La Maison Noureau est un négoce de vins et spiritueux établi à Châtellerault, dans la Vienne. C’est sous ce nom de maison, et non sous un nom de produit, qu’elle a fait imprimer ses documents commerciaux : « Maison Noureau, Vins & Spiritueux, Châtellerault ».
Sa trace la plus ancienne connue est un menu publicitaire lithographié, vierge, probablement de la toute fin du XIXe siècle, qui l’annonce comme « spécialité de liqueurs pur fruits ». La presse locale la documente ensuite sur plusieurs décennies : une vente aux enchères de septembre 1929 cite la « Maison E. Noureau, vins en gros » ; en novembre 1942, en pleine réglementation du ravitaillement, « la Maison Noureau, vins, à Châtellerault » figure parmi les maisons chargées de prendre les inscriptions des particuliers pour l’attribution de vin. Deux factures-congé conservées, de 1954 et de 1960, la présentent comme une société à responsabilité limitée au capital de 2 700 000 francs (27 000 nouveaux francs après 1960), immatriculée au registre du commerce de Châtellerault.

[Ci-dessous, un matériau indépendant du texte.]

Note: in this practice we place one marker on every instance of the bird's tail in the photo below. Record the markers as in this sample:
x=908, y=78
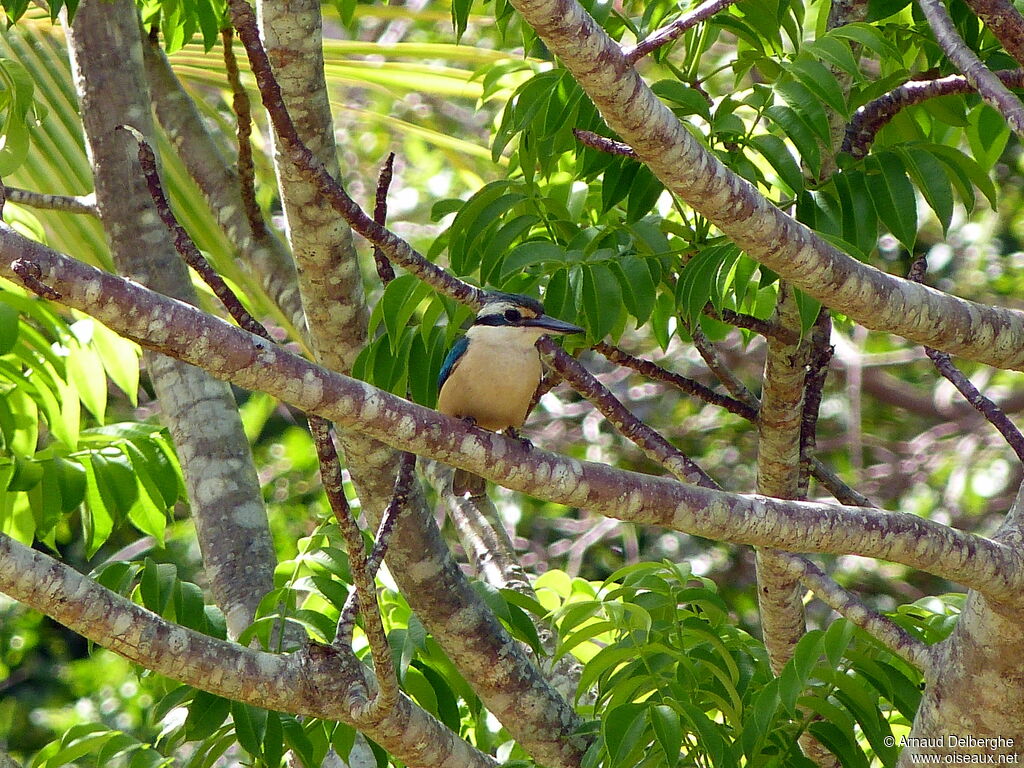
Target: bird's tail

Le métier tenait de deux activités à la fois. La maison était négociante en gros : elle livrait des vins (rosé de Touraine, malvoisie) et des marques nationales déjà établies — Berger, Byrrh, Suze — à des cafés et des particuliers de la région, comme le Café des Minières à Châtellerault ou un client de Bonneuil-Matours. Elle était aussi productrice : sa propre « spécialité de liqueurs pur fruits », annoncée dès son plus ancien document connu, en faisait un fabricant à part entière et pas seulement un revendeur.
Pour se faire connaître, la Maison Noureau a fait imprimer, au moins à deux reprises dans son histoire, un support publicitaire soigné : le menu lithographié à décor illustré évoqué plus haut, destiné à être distribué vierge aux établissements clients pour qu’ils y inscrivent leurs propres cartes. C’est un support de prestige plutôt qu’une réclame de grande diffusion — à la mesure d’une maison régionale qui vendait avant tout à des professionnels, cafetiers et cavistes, plutôt qu’au grand public par voie d’affichage.
L’activité de la maison est documentée sans interruption entre la fin du XIXe siècle et 1960 environ, soit près de soixante-dix ans. Son terme — rachat, fermeture, transmission — n’a pas été établi par les sources consultées.